Governor of Kano State
- In office September 1998 – 29 May 1999
- Preceded by: Dominic Oneya
- Succeeded by: Rabiu Musa Kwankwaso

Governor of Benue State
- In office 14 August 1996 – August 1998
- Preceded by: Joshua O. Obademi
- Succeeded by: Dominic Oneya

Personal details
- Born: 20 April 1956
- Died: 10 January 2021 (aged 64)
- Party: People's Democratic Party

Military service
- Allegiance: Nigeria
- Branch: Nigerian Army
- Rank: Colonel

= Aminu Isa Kontagora =

Nigerian politician (1956–2021)

Aminu Isa Kontagora
(20 April 1956 – 10 January 2021) was a Nigerian politician who served as the governor of Benue State, Nigeria, from August 1996 to August 1998 during the military regime of General Sani Abacha, then Governor of Kano State from September 1998 to May 1999 during the transitional regime of General Abdulsalami Abubakar, handing over power to the elected executive governor Rabiu Musa Kwankwaso on 29 May 1999.

== Biography ==
In 1998, Kontagora commissioned a primary health center in Kunchi town, Kano State, but as of December 2006 it was lying neglected without staff or equipment.

Kontagora remained active in public life after retiring from the army. In April 2001, he was a member of the steering committee of the Kaduna-based United Nigeria Development Forum. In January 2003, he was reported to be supporting the presidential bid of former military ruler Major-General Muhammadu Buhari. He was said to support another former military ruler, General Ibrahim Badamosi Babangida, as presidential candidate in 2007.
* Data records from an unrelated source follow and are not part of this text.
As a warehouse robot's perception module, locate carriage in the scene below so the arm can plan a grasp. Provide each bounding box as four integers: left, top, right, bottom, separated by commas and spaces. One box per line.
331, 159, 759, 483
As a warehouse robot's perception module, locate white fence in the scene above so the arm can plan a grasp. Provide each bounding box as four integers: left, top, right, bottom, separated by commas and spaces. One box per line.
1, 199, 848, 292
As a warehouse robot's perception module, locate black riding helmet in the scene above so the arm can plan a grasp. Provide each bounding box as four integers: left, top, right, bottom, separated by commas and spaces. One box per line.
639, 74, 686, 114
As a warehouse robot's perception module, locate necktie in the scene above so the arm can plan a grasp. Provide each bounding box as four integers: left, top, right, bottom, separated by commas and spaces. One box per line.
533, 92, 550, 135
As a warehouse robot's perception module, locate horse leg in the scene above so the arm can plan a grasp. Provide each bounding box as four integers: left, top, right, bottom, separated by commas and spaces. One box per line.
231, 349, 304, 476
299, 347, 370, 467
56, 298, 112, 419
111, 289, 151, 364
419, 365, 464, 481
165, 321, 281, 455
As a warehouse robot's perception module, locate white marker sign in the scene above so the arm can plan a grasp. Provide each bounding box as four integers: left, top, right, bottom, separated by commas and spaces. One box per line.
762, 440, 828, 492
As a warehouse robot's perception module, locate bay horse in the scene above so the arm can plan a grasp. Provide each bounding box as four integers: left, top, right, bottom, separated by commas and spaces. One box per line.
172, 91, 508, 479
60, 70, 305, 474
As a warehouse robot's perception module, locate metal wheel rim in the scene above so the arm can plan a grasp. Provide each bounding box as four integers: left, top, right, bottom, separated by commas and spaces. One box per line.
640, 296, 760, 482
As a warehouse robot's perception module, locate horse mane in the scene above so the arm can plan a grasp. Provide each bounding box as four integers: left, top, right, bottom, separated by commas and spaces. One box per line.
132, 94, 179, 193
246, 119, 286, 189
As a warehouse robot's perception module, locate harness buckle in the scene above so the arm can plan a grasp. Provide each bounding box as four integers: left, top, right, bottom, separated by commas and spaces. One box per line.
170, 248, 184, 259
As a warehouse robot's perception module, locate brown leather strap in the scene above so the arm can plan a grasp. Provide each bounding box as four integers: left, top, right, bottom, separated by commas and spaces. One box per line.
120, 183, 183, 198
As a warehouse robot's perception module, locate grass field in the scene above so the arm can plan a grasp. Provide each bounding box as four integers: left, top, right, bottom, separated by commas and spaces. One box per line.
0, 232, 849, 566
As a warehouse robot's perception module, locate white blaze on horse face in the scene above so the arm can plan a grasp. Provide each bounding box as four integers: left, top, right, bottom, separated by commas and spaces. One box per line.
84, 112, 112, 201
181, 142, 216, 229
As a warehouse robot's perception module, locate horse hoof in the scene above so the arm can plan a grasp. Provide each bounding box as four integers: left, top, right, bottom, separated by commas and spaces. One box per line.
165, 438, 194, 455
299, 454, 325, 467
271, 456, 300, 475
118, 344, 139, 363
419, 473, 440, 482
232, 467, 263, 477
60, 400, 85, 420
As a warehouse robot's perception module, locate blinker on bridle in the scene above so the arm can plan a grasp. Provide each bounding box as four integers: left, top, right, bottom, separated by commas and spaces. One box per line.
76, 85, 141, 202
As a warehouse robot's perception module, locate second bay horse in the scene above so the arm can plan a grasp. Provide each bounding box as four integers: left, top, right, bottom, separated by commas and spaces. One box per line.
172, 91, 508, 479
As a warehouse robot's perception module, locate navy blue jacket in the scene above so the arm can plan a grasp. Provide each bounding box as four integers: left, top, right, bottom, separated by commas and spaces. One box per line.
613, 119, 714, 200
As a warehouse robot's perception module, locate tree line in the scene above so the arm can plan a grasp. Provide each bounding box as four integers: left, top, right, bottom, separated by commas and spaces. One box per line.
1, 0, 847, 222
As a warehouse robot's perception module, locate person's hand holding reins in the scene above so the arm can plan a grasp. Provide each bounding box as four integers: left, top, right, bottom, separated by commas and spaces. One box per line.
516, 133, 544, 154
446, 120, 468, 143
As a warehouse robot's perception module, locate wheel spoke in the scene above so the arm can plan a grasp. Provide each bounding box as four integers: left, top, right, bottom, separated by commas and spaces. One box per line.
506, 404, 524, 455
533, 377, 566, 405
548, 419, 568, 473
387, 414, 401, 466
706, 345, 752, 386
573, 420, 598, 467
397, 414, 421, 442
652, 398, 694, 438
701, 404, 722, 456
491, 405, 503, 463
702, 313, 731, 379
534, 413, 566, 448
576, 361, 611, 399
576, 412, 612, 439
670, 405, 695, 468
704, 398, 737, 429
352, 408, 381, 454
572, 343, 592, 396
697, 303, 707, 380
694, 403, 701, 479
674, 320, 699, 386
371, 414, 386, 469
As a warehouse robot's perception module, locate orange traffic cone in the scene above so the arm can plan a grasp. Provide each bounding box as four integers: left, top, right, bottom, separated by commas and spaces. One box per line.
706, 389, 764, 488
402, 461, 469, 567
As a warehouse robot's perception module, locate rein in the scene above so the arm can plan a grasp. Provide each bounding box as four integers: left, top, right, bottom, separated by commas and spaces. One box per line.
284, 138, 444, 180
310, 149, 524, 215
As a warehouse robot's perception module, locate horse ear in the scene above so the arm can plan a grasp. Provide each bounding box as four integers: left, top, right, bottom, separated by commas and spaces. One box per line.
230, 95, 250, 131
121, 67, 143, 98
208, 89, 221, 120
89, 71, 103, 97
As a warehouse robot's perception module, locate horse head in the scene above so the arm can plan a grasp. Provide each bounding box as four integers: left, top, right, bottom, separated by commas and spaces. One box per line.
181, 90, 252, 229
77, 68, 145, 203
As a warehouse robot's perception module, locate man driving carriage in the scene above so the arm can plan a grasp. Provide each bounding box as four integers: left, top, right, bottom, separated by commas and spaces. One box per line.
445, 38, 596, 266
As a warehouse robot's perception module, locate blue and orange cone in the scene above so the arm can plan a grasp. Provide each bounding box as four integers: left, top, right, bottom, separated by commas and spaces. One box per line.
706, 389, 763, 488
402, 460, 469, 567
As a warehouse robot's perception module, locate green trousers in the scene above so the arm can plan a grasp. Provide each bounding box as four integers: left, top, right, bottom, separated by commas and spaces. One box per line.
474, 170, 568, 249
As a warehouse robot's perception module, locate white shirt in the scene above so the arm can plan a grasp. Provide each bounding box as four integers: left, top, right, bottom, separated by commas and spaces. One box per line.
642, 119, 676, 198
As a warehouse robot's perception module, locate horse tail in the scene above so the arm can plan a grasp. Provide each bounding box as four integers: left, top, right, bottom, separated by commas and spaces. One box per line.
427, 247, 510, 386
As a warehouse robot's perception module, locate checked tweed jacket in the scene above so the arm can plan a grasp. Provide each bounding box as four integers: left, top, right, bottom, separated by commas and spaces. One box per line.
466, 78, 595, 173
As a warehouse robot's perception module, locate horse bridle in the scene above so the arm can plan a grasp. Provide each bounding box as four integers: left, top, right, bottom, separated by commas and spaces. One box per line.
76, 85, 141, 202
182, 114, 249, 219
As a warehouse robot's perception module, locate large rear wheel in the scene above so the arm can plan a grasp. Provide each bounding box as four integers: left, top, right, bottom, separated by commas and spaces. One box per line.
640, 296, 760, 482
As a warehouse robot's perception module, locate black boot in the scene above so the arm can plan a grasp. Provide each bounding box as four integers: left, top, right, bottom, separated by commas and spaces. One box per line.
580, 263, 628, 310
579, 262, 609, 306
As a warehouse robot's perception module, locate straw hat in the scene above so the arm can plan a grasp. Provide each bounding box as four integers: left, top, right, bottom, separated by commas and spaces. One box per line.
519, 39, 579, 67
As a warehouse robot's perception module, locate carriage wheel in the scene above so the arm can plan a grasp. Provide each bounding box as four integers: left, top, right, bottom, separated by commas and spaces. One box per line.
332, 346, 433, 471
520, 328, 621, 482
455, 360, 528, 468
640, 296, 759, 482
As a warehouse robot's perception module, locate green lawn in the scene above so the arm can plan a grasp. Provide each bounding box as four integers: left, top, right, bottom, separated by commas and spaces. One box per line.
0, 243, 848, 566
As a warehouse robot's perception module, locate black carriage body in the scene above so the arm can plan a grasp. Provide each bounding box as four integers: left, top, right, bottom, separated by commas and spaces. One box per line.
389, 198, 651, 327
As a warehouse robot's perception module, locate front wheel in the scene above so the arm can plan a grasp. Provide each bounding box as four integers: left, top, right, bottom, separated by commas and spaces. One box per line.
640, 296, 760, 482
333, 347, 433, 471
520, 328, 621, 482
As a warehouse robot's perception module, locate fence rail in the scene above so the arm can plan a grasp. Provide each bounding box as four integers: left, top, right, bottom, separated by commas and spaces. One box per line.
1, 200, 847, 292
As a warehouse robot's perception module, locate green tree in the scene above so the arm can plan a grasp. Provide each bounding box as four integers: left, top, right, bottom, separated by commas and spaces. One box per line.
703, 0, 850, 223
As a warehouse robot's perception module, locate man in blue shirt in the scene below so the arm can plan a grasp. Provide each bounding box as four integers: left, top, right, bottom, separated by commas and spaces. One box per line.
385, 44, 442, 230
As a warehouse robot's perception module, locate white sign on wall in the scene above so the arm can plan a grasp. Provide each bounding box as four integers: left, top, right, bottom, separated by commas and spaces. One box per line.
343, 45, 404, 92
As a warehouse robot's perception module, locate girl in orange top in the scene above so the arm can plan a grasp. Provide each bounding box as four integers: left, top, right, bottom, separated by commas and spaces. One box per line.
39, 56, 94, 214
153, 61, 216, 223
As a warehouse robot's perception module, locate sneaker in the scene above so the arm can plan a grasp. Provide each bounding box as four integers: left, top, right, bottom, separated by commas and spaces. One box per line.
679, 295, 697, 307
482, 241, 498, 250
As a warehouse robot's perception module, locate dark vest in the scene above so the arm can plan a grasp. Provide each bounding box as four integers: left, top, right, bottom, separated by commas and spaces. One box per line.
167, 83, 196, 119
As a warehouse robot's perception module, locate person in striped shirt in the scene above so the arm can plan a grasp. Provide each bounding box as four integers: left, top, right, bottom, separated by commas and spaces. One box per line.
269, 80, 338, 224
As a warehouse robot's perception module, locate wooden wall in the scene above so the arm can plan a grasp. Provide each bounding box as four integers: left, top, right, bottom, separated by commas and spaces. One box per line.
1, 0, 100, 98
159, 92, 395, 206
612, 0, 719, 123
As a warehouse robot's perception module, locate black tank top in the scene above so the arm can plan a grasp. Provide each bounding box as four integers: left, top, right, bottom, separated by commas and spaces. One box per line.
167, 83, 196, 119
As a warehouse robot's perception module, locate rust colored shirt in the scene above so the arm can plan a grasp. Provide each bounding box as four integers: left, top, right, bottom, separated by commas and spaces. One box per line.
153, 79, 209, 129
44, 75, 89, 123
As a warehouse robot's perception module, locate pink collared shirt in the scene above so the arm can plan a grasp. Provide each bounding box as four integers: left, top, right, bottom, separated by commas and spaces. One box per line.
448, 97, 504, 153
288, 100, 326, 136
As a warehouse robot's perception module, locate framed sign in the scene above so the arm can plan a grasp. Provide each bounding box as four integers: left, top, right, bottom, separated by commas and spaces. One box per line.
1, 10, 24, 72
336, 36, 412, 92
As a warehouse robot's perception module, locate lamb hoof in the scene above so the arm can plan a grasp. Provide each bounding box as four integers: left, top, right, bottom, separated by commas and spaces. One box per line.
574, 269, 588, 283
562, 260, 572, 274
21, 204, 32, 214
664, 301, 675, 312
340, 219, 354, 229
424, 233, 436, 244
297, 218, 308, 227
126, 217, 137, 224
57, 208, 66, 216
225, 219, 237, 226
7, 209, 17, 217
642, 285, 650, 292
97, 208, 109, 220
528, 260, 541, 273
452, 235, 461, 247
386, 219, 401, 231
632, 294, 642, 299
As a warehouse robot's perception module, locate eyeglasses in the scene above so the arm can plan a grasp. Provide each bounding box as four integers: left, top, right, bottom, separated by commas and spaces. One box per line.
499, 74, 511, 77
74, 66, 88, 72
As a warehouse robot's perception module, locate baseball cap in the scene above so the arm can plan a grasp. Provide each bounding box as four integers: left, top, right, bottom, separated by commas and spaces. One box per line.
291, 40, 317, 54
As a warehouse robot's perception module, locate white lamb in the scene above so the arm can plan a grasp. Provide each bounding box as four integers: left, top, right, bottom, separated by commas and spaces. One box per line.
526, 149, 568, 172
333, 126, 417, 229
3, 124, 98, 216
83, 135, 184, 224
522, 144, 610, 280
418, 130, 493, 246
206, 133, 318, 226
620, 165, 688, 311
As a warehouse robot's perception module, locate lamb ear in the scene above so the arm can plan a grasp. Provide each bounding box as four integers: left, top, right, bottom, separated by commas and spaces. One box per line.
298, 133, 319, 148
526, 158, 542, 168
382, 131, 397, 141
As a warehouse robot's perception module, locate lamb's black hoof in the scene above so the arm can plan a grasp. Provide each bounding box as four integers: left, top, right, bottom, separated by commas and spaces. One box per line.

In March 2005, he urged financial institutions to provide special services to assist small-scale businesses.

In June 2009, President Umaru Yar'Adua named him as a member of the board of The National Veterinary Research Institute.

In September 2009, Aminu Isa Kontagora was named chairman of the Niger State Elders Committee of the People's Democratic Party.

== Death ==
Kontagora died on 10 January 2021, following complications from COVID-19 during the COVID-19 pandemic in Nigeria.